The question becomes: before you open the box, is the cat alive or dead? Or is it somehow...both?
Your gut instinct is to say, "That's stupid. Of course it's either alive or dead. How the fuck could it be both?"
But the thing is, there are certain, non-cat-related experiments that we've done that REQUIRE the answer to be BOTH. Perhaps the simplest (and certainly the one we physicists learn about first) is the double-slit experiment. The basic idea is, you shoot a beam of something (light, gold atoms, DNA, doesn't really matter) at a slit, and it forms a pattern on a wall. It'll form this pattern even if you shoot your particles one at a time. Then, you close that slit and open another one, and fire your beam again. It forms a different pattern.
The problem is, the double-slit experiment doesn't tell you a thing about the cat.
Any single run of the cat experiment will have the cat either alive, or dead, before you open the box. 50% will be one, and 50% will be another.
Firing electrons at slits -- 1 or 2 -- does not change the fact that the electrons do have a location. We may not be able to measure it -- measuring requires an interaction, and the interaction will change what happens. There's a number that represents that ultimate limit -- plank's constant.
Toss electrons, one at a time, through a slit, see one pattern. Fine.
Toss electrons, one at a time, through another slit, see a different pattern. Fine.
In each case, you have electrons with a location. Different electrons have different locations. You don't get spots, you get slits. But slits made of one spot, then another spot, then another spot, etc. Each electron hits the screen at one point. Each electron has one location. Each cat is either alive or dead.
Toss electrons through a pair of slits, with detectors measuring the electrons: See a pair of slits (no interference) on the screen.
Remove the detectors: see the interference.
But in each case, you see spot, spot, spot. The final outcome location is different. The electron's path may not be linear, it may be doing quantum tunneling from point A to B as it "moves". In the process, it may move near the second slit, before coming back. Hence, the ability to "Detect the non local slit" and change the path.
But it has a single spot when you measure it.
The cat has a single state.
We may have no tools to describe it other than "We don't know, but a 40% chance of here, a 10% chance of here, a 10% chance of there, etc.". We may have no tools to describe it other than "We don't know, but a 50% chance of being alive".
It is not both.
It is "we don't know".
It is "we can not possibly know -- the universe does not let us know without changing the outcome".
But "Cannot know" is not the same as "Does not exist".
What is the "width" of an electron?
Since the location of an electron has uncertainty, there is a concept of "width" -- the area in which an electron might be found if you measured it.
If you have a single slit, then you are filtering out the "wide" electrons, that are too far off.
If you have a double slit?
If the two slits are close enough, that the "width" of the electrons includes both slits, what does the result look like?
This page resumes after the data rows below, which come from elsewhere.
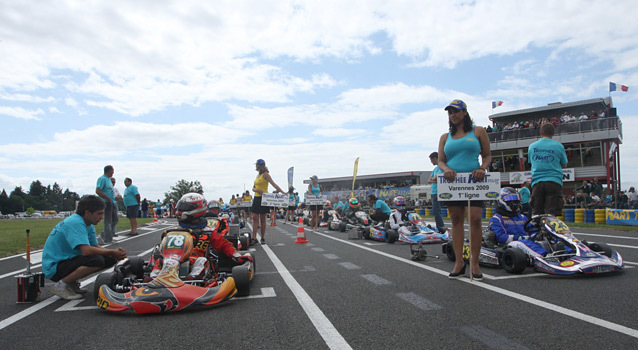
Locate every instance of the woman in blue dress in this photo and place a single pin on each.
(459, 151)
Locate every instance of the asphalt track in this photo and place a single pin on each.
(339, 293)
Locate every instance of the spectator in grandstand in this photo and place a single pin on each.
(436, 207)
(547, 158)
(593, 201)
(459, 151)
(315, 189)
(633, 198)
(581, 199)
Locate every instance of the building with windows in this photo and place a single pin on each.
(590, 130)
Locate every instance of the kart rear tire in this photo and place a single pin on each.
(514, 260)
(602, 247)
(245, 242)
(104, 279)
(449, 251)
(392, 235)
(136, 264)
(242, 280)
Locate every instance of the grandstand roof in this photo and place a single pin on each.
(594, 103)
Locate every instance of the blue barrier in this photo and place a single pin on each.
(570, 215)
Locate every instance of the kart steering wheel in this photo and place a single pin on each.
(531, 226)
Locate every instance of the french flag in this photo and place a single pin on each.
(612, 87)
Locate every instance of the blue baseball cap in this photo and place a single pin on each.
(457, 104)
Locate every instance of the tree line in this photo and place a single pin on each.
(39, 197)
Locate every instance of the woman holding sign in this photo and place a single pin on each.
(458, 152)
(314, 189)
(259, 211)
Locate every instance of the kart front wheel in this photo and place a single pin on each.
(392, 235)
(104, 279)
(601, 248)
(449, 251)
(514, 260)
(242, 280)
(136, 264)
(245, 242)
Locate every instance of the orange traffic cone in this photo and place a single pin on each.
(301, 233)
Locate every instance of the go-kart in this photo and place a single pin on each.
(421, 232)
(359, 221)
(130, 287)
(567, 255)
(334, 221)
(241, 241)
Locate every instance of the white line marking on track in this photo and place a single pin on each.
(268, 292)
(622, 246)
(551, 307)
(326, 329)
(350, 266)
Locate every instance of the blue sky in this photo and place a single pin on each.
(170, 90)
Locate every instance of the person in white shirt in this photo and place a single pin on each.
(116, 216)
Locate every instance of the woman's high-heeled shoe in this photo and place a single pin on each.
(455, 275)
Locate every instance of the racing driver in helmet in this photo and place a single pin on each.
(508, 224)
(190, 211)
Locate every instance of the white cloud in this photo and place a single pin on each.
(21, 113)
(337, 132)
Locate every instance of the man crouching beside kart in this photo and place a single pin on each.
(399, 218)
(508, 224)
(191, 215)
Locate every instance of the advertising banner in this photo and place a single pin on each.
(274, 199)
(622, 217)
(316, 200)
(465, 187)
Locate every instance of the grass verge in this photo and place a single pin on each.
(13, 237)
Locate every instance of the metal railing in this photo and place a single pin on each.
(575, 127)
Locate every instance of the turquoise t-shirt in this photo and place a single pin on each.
(379, 204)
(64, 241)
(524, 191)
(546, 157)
(129, 197)
(462, 154)
(436, 171)
(104, 183)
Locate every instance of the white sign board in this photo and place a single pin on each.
(465, 187)
(274, 199)
(518, 177)
(316, 200)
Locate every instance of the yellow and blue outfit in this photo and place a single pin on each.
(260, 184)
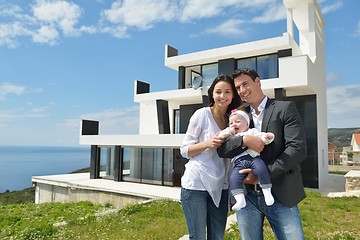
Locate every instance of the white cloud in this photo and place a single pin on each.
(63, 14)
(273, 13)
(333, 78)
(332, 7)
(343, 103)
(46, 34)
(45, 22)
(9, 33)
(228, 28)
(141, 14)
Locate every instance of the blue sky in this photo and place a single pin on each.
(63, 61)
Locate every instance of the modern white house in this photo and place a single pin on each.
(351, 154)
(291, 67)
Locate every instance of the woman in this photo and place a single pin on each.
(204, 186)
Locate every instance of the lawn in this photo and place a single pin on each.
(323, 218)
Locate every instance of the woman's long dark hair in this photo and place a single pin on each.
(236, 101)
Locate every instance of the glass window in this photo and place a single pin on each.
(267, 66)
(107, 159)
(209, 72)
(168, 167)
(152, 165)
(247, 62)
(131, 164)
(176, 121)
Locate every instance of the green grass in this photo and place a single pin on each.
(323, 218)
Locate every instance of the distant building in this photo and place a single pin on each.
(351, 154)
(333, 155)
(291, 67)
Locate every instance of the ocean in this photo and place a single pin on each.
(19, 163)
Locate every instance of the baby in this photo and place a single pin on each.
(239, 122)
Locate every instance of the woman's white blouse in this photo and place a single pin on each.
(205, 171)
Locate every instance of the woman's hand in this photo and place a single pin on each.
(215, 141)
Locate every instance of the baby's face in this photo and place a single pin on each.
(238, 123)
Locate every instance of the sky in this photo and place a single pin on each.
(63, 61)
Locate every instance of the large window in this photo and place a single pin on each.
(266, 66)
(209, 72)
(131, 164)
(148, 165)
(107, 159)
(176, 121)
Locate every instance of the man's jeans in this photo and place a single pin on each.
(200, 212)
(285, 222)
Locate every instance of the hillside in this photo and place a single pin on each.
(341, 137)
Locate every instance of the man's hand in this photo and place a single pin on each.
(251, 177)
(254, 143)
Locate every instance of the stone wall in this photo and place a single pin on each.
(352, 180)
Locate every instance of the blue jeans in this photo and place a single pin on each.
(201, 213)
(285, 222)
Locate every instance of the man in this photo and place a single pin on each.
(282, 158)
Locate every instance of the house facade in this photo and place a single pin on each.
(351, 154)
(291, 67)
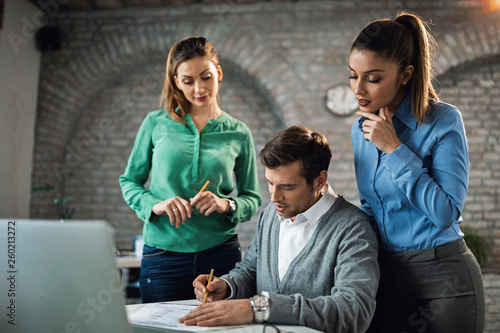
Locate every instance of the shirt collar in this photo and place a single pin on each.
(316, 211)
(405, 115)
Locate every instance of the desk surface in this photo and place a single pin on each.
(239, 329)
(128, 261)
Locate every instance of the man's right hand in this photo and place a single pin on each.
(217, 289)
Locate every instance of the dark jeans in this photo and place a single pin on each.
(436, 290)
(169, 276)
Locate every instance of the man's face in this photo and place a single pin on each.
(289, 190)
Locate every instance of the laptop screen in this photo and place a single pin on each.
(59, 277)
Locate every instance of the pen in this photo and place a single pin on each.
(204, 186)
(209, 279)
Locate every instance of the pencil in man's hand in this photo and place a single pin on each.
(209, 280)
(204, 186)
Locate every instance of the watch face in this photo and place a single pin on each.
(260, 301)
(340, 100)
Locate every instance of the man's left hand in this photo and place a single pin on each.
(229, 312)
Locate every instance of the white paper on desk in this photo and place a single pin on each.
(164, 315)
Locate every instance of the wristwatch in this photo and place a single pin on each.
(259, 304)
(232, 206)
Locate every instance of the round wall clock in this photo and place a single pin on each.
(340, 100)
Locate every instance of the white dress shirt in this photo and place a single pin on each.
(294, 235)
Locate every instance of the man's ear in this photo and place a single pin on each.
(320, 181)
(407, 74)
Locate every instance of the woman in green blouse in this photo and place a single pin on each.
(192, 140)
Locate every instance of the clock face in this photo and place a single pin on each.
(340, 100)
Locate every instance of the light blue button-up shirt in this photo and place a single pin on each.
(417, 193)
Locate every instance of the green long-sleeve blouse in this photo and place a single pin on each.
(179, 160)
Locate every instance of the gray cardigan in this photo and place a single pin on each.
(330, 286)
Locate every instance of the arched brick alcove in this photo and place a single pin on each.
(72, 131)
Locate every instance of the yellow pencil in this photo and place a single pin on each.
(204, 186)
(209, 280)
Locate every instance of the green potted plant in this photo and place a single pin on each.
(65, 211)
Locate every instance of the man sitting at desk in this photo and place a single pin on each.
(313, 257)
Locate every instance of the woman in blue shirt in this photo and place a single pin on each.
(412, 170)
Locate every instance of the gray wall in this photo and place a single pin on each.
(19, 68)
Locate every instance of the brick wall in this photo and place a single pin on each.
(278, 59)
If the slits are far enough apart, that the width does not include both, what does the result look like?
My understanding is that if the two slits are far enough apart, you do NOT get any interference patterns.
The basic idea is, you shoot a beam of something (light, gold atoms, DNA, doesn't really matter) at a slit, and it forms a pattern on a wall.
But tossing bigger things at the slits means that the slits have to be closer to see the interference, and the slits have to be bigger to let the things through. Eventually, the "closeness" of the slits and the "wideness" of the slits means that you have one slit, not two.
Toss an electron at a single slit, it behaves one way.
Toss it at two slits, far enough apart that they are not within its "width", it behaves the same way.
Toss it at two slits within its width, and it "Sees" both, and behaves differently.
None of this is odd. How that behavior changes when the second slit is there is odd.
None of this has anything to do with the cat.
Each cat is alive or dead.
We can't tell ahead of time, only by opening and measuring.
Each electron goes to a location.
We can't tell ahead of time, only by putting a screen there and measure.